Exploring the Frontiers of AI, Space, and Technology

I'm Kathan Mehta, a Machine Learning expert and proud alumnus of Carnegie Mellon University. By day, I serve as the AI Lead at Satelytics, architecting and deploying cutting-edge AI for geospatial data analysis. I'm passionate about leveraging technology to create practical, impactful solutions and am always eager to connect with fellow innovators.

Kathan Nilesh Mehta

Professional Experience

Satelytics

AI Lead

Dec 2022 - Present

  • Leading end-to-end strategy for AI projects, overseeing planning, implementation, deployment, and continuous optimization of geospatial data processing workflows.
  • Driving a 30% improvement in model efficiency through advanced optimization techniques, enabling rapid data ingestion, processing, and delivery with minimal human intervention.
  • Mentoring a team of AI engineers, fostering a culture of innovation and technical excellence.

AI Engineer

Dec 2020 - Nov 2022

  • Developed and optimized preprocessing workflows for diverse satellite imagery, including monochromatic, multispectral, and hyperspectral data from platforms like Pleiades, WorldView, Sentinel, and PlanetScope.
  • Pioneered the development and automation of key geospatial algorithms for Methane Detection, Leak Detection, and identification of Invasive Grasses, improving detection accuracy by over 25%.
  • Engineered stereo DSM/DTM workflows for advanced tree height detection, health analysis, and comprehensive vegetation management solutions.

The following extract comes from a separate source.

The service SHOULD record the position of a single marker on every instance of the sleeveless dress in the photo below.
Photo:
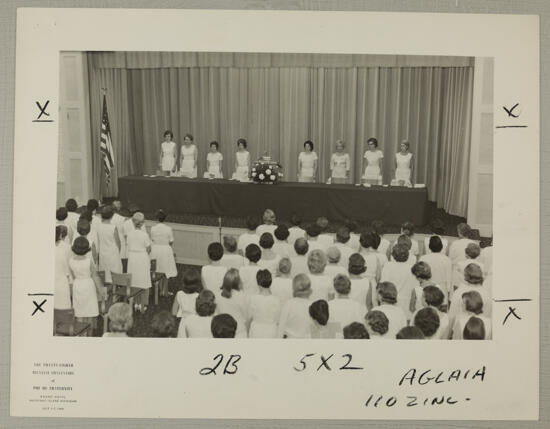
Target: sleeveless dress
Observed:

Carnegie Mellon University

Graduate Research Assistant - Biomedical Image Guidance Lab

Jan 2020 - Nov 2020

  • Led a research project on needle tip localization in Ultrasound images, applying both classical computer vision and novel Deep Learning approaches to track needle paths and speckle patterns.
  • Contributed to the paper "Ultrasound-Based Tracking Of Partially In-Plane, Curved Needles," published in the 2021 IEEE International Symposium on Biomedical Imaging (ISBI).
  • Developed a Deep Learning algorithm for detecting signs of Diabetic Retinopathy in retinal fundus images, contributing to early-stage disease identification research.

Education

CMU

Carnegie Mellon University

Master of Science - MS, Electrical & Computer Engineering

2019 - 2020

UC

University of the Cumberlands

Master of Business Administration - MBA

2023 - 2024

DJS

Dwarkadas J. Sanghvi College of Engineering

Bachelor of Engineering - BE, Electrical, Electronic and Communications Engineering

2014 - 2018

Featured Projects

Image Colorization using CNNs

Developed a CNN-based deep model combining low-level local features and high-level global features to colorize grayscale images.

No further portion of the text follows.